# 44 Vault-account custody of crown jewels

> v0.0.3 · role: Prevent · edition: All (1 license) · [policy: #28 · #15, #29](https://docs.google.com/spreadsheets/d/1nOztaPd1Y7eNeRSR_hdovYy-ncpx-bAx/edit?usp=sharing&ouid=115159875779023172526&rtpof=true&sd=true)

Crown-jewel documents are owned by a locked, licensed account that nobody works from — no mail flow, no OAuth grants, no daily sign-in — and access to them is granted out of it per file, read-only and time-boxed. Because the files sit outside every working user's Drive, compromising a working user does not reach them: the blast radius of a phished employee stops at what they were explicitly and temporarily granted.

Documentation: [Transfer Drive files to a new owner as an admin](https://knowledge.workspace.google.com/admin/drive/transfer-drive-files-to-a-new-owner-as-an-admin) · [Share files and folders in Drive](https://support.google.com/a/users/answer/9310248)

## Caveats

- The custody account's own credentials become a single point of failure — it needs break-glass custody (№36, №43) and must be inside the audit-the-auditors alert scope (№61).
- There is no single Admin Console screen for the pattern — Drive can enforce both halves of a grant once it is made (the Viewer role blocks editing, and on eligible editions a per-user access expiration date revokes access automatically), but nothing enforces that the grantor actually picks Viewer and sets an expiry, so the granting discipline is still the control.

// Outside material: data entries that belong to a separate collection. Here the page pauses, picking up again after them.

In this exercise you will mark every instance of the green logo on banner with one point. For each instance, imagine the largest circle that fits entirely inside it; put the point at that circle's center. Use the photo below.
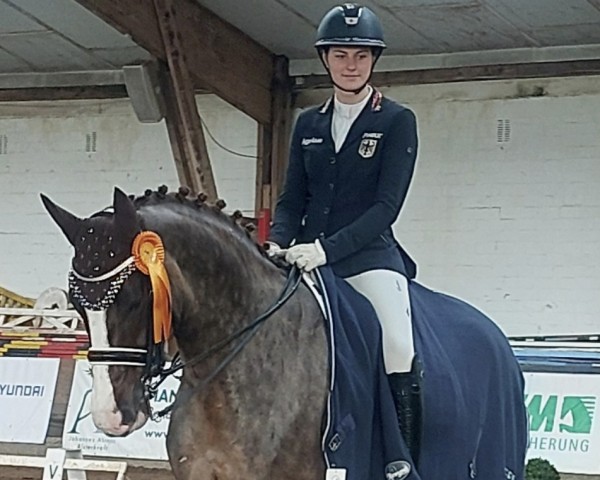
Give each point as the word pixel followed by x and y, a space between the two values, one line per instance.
pixel 575 414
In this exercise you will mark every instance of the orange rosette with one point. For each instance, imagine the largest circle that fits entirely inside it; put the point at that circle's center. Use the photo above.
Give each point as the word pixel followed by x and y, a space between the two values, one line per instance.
pixel 149 254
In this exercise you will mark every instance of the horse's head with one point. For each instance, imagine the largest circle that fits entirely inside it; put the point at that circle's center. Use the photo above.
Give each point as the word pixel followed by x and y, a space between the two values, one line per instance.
pixel 103 267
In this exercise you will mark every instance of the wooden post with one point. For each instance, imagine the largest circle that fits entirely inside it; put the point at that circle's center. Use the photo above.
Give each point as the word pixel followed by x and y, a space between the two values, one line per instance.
pixel 273 140
pixel 183 120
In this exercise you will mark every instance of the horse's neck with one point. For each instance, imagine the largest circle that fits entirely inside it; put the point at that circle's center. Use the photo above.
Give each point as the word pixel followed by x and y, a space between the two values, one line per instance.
pixel 219 284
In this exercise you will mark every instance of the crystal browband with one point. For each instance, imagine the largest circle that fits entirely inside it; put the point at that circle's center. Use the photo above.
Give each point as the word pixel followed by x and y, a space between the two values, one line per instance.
pixel 122 272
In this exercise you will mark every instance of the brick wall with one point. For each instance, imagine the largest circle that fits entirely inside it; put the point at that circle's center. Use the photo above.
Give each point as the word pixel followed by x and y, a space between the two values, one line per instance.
pixel 76 152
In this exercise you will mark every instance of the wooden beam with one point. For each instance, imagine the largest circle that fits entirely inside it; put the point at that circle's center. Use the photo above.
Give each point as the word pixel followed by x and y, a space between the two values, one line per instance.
pixel 273 140
pixel 62 93
pixel 467 74
pixel 221 58
pixel 186 134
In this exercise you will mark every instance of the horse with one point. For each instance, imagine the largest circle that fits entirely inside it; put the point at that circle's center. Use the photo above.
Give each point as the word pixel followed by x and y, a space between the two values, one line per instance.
pixel 254 411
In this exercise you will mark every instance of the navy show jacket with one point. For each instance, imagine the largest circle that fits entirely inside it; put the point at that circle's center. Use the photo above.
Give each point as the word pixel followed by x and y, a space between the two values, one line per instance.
pixel 350 199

_Process control — carried out offline; no Admin Console walkthrough._

## Ongoing maintenance

- **[requires a human]** Per policy: rotate the sealed credential and update the custody record.

## How to verify

1. Check the custody record for the Vault account, confirm its credential is sealed, and verify the account still holds only the Vault privileges it should.